Microsoft Outlook Email: Basic Delivery Techniques

By Faithe Wempen

Email is Microsoft Outlook’s most popular feature. Some people don’t know Outlook can do anything but exchange email messages. It’s a good thing that Outlook makes it so easy to read your email, although it’s too bad so many people stop there.

How to read Microsoft Outlook email

When you start Microsoft Outlook, you normally see a screen with three columns. The leftmost column is the Folder pane, which lets you switch between different modules in Outlook to perform different tasks. The second column from the left is your list of messages; the right column (called the Reading pane) contains the text of one of those messages. If the message is short enough, you may see its entire text in the Reading pane, as shown here. If the message is longer, you’ll have to open it, or scroll down in the Reading pane, to see the whole thing.

outlook-message
A received message in the Inbox.

To see an entire message, follow these steps:

  1. Click the Mail button in the Navigation bar to make sure you are in the Mail module. You don’t need this step if you can already see your messages.
  2. Double-click the title of a message. Now you can see the entire message on its own window.
  3. Press Esc to close the message. The message window closes. (Note that closing a message does not delete it.)

A quick way to skim the messages in your Inbox is to click a message and then press the ↑ or ↓ key. You can move through your message list as you read the text of your messages in the Reading pane.

If you feel overwhelmed by the number of email messages you get each day, you’re not alone. Billions and billions of email messages fly around the Internet each day, and lots of people are feeling buried in messages.

How to answer Outlook email

Anytime you’re reading an email message in Outlook, buttons labeled Reply and Reply All appear somewhere near the top of the screen. That’s a hint.

To reply to a message you’re reading, follow these steps:

  1. In the Mail module, select the message to which you want to reply.
  2. Click the Reply button on the Home tab of the Ribbon.
  3. Type your response.
  4. Click the Send button.

If you’re reading a message sent to several people besides you, you have the option of sending a reply to everyone involved by clicking the Reply All button.

Some people get carried away with the Reply All button and live to regret it. If you get a message addressed to lots of other people and click the Reply All button to fire back a snide response, you could instantly offend dozens of clients, bosses, or other bigwigs. Use Reply All when you need it, but make sure you really know who’s getting your message before you click the Send button.

When you reply to a message, by default, Outlook includes the text of the message that was sent to you. Some people like to include original text in their replies, but some don’t. In Chapter 5, I show you how to change what Outlook automatically includes in replies.

How to create new Outlook email messages

At its easiest, the process of creating a new email message in Outlook is ridiculously simple. Even a child can do it. But if you can’t get a child to create a new email message for you, you can do it yourself.

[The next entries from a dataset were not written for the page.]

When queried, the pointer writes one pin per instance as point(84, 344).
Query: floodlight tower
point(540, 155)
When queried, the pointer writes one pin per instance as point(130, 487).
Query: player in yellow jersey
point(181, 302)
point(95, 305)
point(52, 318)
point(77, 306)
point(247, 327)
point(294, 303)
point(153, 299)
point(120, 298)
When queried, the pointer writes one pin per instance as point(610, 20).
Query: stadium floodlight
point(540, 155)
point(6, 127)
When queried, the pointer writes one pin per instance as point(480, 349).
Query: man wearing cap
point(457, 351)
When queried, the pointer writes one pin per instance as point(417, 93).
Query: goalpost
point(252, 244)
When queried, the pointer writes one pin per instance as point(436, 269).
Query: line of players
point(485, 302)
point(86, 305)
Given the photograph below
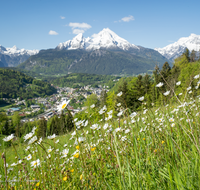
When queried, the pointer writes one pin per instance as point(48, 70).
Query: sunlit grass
point(153, 149)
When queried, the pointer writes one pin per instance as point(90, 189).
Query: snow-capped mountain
point(105, 39)
point(176, 49)
point(13, 56)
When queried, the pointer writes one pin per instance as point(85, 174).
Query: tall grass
point(151, 149)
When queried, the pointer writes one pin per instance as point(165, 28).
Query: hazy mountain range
point(103, 53)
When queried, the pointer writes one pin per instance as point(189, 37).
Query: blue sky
point(156, 23)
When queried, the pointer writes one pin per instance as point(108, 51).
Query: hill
point(82, 79)
point(15, 84)
point(101, 61)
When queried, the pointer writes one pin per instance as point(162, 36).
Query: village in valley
point(47, 107)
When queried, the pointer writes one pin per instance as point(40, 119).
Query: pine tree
point(69, 121)
point(187, 54)
point(42, 128)
point(193, 56)
point(123, 98)
point(103, 98)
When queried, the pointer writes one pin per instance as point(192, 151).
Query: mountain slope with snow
point(105, 39)
point(12, 57)
point(174, 50)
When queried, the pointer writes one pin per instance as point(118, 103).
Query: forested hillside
point(15, 84)
point(52, 61)
point(81, 79)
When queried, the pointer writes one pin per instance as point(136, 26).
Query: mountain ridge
point(175, 49)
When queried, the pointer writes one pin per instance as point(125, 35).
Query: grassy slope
point(154, 150)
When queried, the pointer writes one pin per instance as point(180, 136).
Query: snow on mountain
point(176, 49)
point(14, 51)
point(105, 39)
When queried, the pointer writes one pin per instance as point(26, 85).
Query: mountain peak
point(176, 49)
point(78, 37)
point(106, 39)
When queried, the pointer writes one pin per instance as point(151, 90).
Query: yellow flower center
point(63, 106)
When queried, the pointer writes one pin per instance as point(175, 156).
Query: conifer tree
point(69, 121)
point(42, 128)
point(193, 56)
point(187, 54)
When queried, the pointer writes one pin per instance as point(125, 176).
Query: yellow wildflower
point(76, 155)
point(77, 147)
point(81, 176)
point(93, 149)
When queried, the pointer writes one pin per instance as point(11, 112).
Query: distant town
point(47, 107)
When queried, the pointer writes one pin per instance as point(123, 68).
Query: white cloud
point(79, 27)
point(126, 19)
point(51, 32)
point(77, 31)
point(94, 35)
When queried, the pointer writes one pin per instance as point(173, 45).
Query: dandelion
point(119, 94)
point(141, 98)
point(63, 105)
point(160, 84)
point(8, 138)
point(196, 77)
point(166, 93)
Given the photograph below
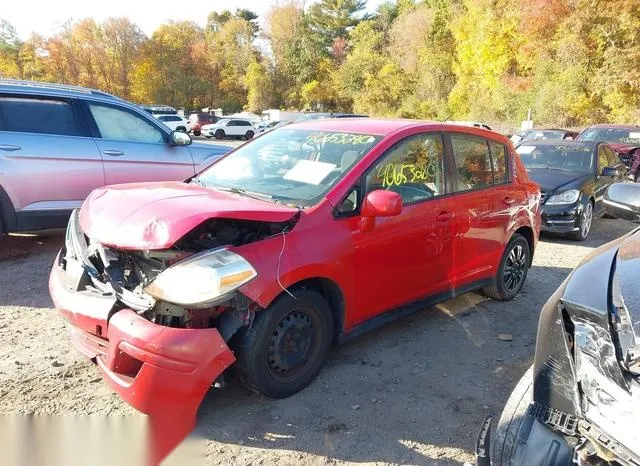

If you see a button labeled New Email in the upper-left corner of the screen, just click it, fill out the form, and click the Send button. How’s that for simple? If you don’t see the New Email button, follow these steps instead:

  1. In the Mail module, click the New Email button on the Home tab of the Ribbon. The New Message form opens.
  2. To make sure you are in the Mail module, click Mail in the Navigation bar in the lower-left corner of the Outlook screen.
  3. Fill out the New Message form. Put the recipient’s address in the To box, type a subject in the Subject box, and type a message in the main message box.
  4. Click the Send button. Your message is on its way!

If you want to send a plain email message, these steps are all you have to do. If you prefer to send a fancier email, Outlook provides the bells and whistles — some of which are actually useful. For example, you might send a High Priority message to impress some big shots or send a Confidential message about a hush-hush topic.